The result was that in the latest figures from the African Development Bank, “eSwatini had the lowest external debt burden, followed by Botswana.”The SADC MoU was based on the premise that in order to achieve and maintain macroeconomic stability, balancing intra-regional development, and elimination of obstacles to the free movement of factors of production and commodities, SADC countries needed to converge on stability-oriented economic policies.
A total of six macroeconomic convergence indicators were agreed: inflation (3.0 percent-7.0 percent); budget balance (deficit of less than 3.0 percent of GDP); public sector debt (less than 60.0 percent of GDP); GDP growth (7.0 percent minimum); current account balance (deficit of less than 9 percent of GDP); and foreign reserves (six months of imports minimum).Botswana’s external borrowing happens under the auspices of the Stock, Bonds and Treasury Bills Act, which prescribes that “the total foreign debt and government guaranteed debt shall not exceed 20 per cent of the annual gross domestic product.”
Even during the rough patch of the 2009 recession, the country never exceeded this statutory debt limit – which put it in a good position in terms of meeting its obligations of SADC’s 2012 MoU. However, that may be about to change because as the AfDB states, there are high probabilities that some governments in the SADC region may end up accumulating more debt (domestic and external) in order to address the adverse impacts of the COVID-19 pandemic.“For some countries, debt payment is likely to face challenges as the regional countries channel more resources towards health care responses, social protection to the most vulnerable, and other stimulus packages to prevent and mitigate the adverse impacts of the COVID-19 pandemic.

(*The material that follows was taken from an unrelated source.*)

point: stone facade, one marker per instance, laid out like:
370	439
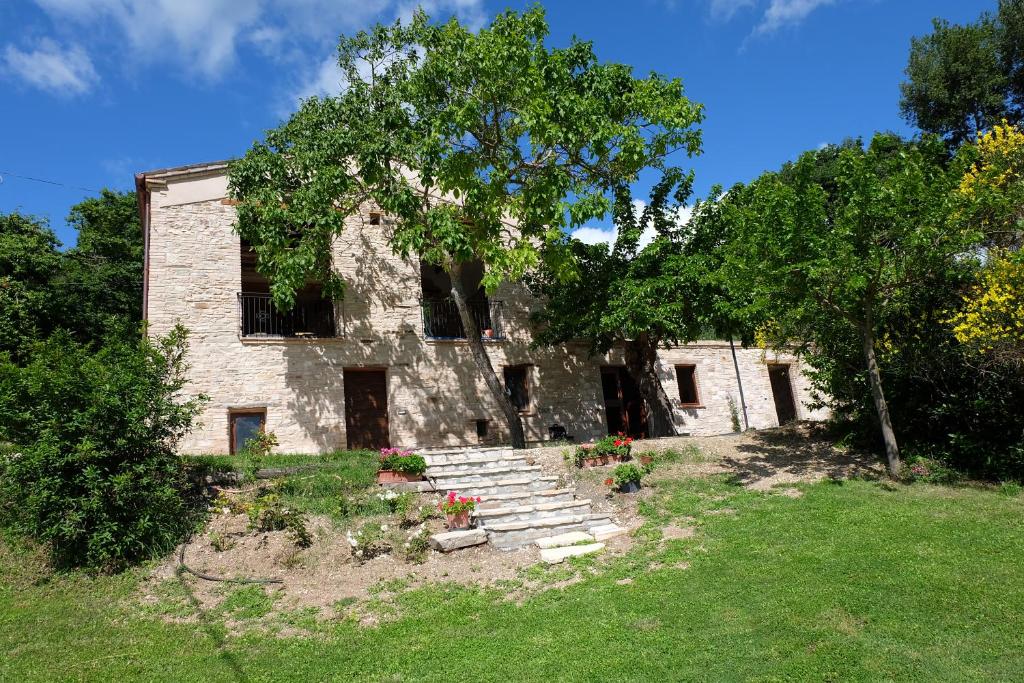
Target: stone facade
435	396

This may lead to debt defaults and may further result in a worsening debt crisis post-COVID-19 pandemic.”The continental bank recommends improving revenue mobilization in order to reduce reliance on debt financing as well as strengthening tax administration systems “to plug the loopholes hemorrhaging the resources that are dearly needed for socioeconomic transformation.”In the last session of parliament, which ended last month, the Minister of Finance and Economic Development, Dr. Thapelo Matsheka, requested Parliament to lift the domestic borrowing limit from P15 billion to P30 billion in order to mitigate the economic effects of COVID-19.
While some MPs were apprehensive about rising debt levels, the former Gaborone Bonnington South MP and Alliance for Progressives president, Ndaba Gaolathe, has in the past faulted the Botswana government for under-utilising its massive borrowing power.“Botswana has substantial capital resources, including pension resources which are the size of our entire formal banking sector. The government also has significant borrowing power which, to date, has not been put to bear notwithstanding that this may be viewed positively as a sign of prudence,” he said.